Bundesrat übernimmt EU-Regel fürs Töff-Fahren – jetzt gibt es mehr Tote: Was die Lehre daraus ist

Schon mit 16 statt mit 18 Jahren darf man hierzulande Motorrad fahren. Die Folgen sind fatal. Warum nicht die EU, sondern die EU-Hörigkeit unserer Politik schuld daran ist.

Es war eine traurige Statistik, die diese Woche nur wenig Beachtung fand. Die Zahl der Verkehrstoten ist in den letzten fünf Jahren um 34 Prozent gestiegen. Ein Grund: Seit 2021 dürfen Jugendliche bereits mit 16 Jahren Töff fahren. Früher war das erst ab 18 erlaubt.

Töfffahren ist schon ab 16 erlaubt.
Bild: SB

Warum? Die Schweiz hat ihr Gesetz ans EU-Recht angepasst, die neue Altersgrenze «autonom nachvollzogen». Ist also Brüssel schuld daran, dass Teenager bei Töffunfällen sterben?

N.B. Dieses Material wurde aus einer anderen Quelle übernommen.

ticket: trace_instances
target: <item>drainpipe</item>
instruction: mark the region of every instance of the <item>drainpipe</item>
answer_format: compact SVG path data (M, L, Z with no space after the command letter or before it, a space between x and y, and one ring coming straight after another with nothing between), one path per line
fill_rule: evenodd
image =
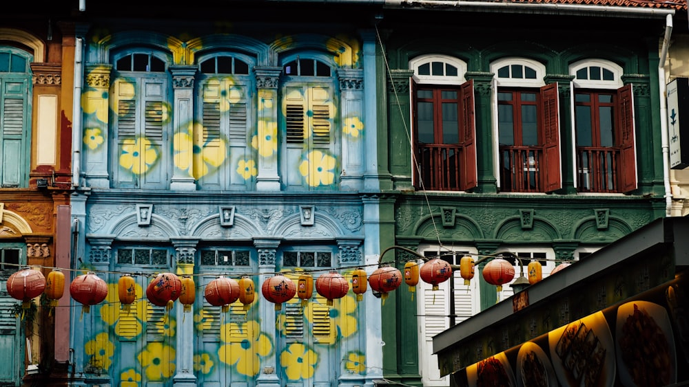
M663 182L665 184L665 214L670 217L672 208L672 191L670 187L670 133L668 133L668 86L665 80L665 61L672 33L672 16L666 16L665 38L658 63L658 81L660 85L660 133L663 147Z
M83 0L82 0L83 1ZM72 112L72 185L79 186L81 175L81 88L83 85L83 39L77 37L74 47L74 91Z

Nein, diese Erklärung wäre billig. Versagt hat der Bundesrat, der die EU-Regel blind und aus vorauseilendem Gehorsam übernahm. Er verhielt sich Brüssel-höriger als die EU-Staaten Dänemark und Holland. Diese beliessen es bei den 18 Jahren.

Zurzeit diskutiert die Schweiz über die neuen EU-Verträge. «Rechtsübernahme», und erst noch «dynamisch», ist der grosse Streitpunkt. Von «Unterwerfung», wie die Gegner poltern, kann keine Rede sein. Der Rahmen stimmt. Unsere Beamten, Bundesrat und Parlament müssen nur den Mumm haben, nicht jeden Unsinn aus Brüssel sklavisch zu übernehmen.

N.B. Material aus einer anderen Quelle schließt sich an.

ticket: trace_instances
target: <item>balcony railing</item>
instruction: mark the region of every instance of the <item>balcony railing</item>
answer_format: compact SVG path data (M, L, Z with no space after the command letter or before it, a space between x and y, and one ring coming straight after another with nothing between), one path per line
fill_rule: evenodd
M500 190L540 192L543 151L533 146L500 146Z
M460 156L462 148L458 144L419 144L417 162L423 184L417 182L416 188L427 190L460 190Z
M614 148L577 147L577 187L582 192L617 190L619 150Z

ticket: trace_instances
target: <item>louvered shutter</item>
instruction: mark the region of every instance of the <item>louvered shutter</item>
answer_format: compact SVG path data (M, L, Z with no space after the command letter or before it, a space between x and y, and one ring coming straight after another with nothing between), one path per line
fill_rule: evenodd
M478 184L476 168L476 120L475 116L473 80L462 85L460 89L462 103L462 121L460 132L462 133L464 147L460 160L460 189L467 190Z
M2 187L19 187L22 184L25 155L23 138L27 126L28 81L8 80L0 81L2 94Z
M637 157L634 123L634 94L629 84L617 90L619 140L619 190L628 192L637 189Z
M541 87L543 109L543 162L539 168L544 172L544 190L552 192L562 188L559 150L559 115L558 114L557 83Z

Die EU-Länder Deutschland, Italien und Frankreich machen es vor. Geht es um die Eindämmung illegaler Migration, pfeifen sie auf Schengen/Dublin und schützen ihre Grenzen. Bern aber gefällt sich in der Rolle des Musterschülers. Warum nicht mal einen Konflikt riskieren?

Bei der Töfffahrer-Richtlinie wäre das ziemlich risikofrei gewesen. Nicht so einfach wäre Ungehorsam bei aufgeladenen Dossiers wie der Zuwanderung. Aber auch hier darf die Schweiz etwas wagen. Nadelstiche aus Brüssel wird sie aushalten können.

Viel schmerzhafter und ein zu hohes Risiko wäre der Bruch mit der EU, unserem grössten Handelspartner. Sprich: die EU-Verträge abzulehnen. Der bilaterale Weg bringt Wohlstand und Sicherheit. Es wäre Harakiri, ihn mutwillig zu verlassen – in einer Welt, wo Machtpolitik die regelbasierte Ordnung ablöst.

Im Interesse der Schweiz ist: die Verträge unterzeichnen – und in der Umsetzung auch mal störrisch sein. Widerborstigkeit gegenüber Brüssel ist im Schweizer Aussendepartement zurzeit so verbreitet wie Humor bei deutschen Steuerbeamten. Höchste Zeit, sie zu erlernen.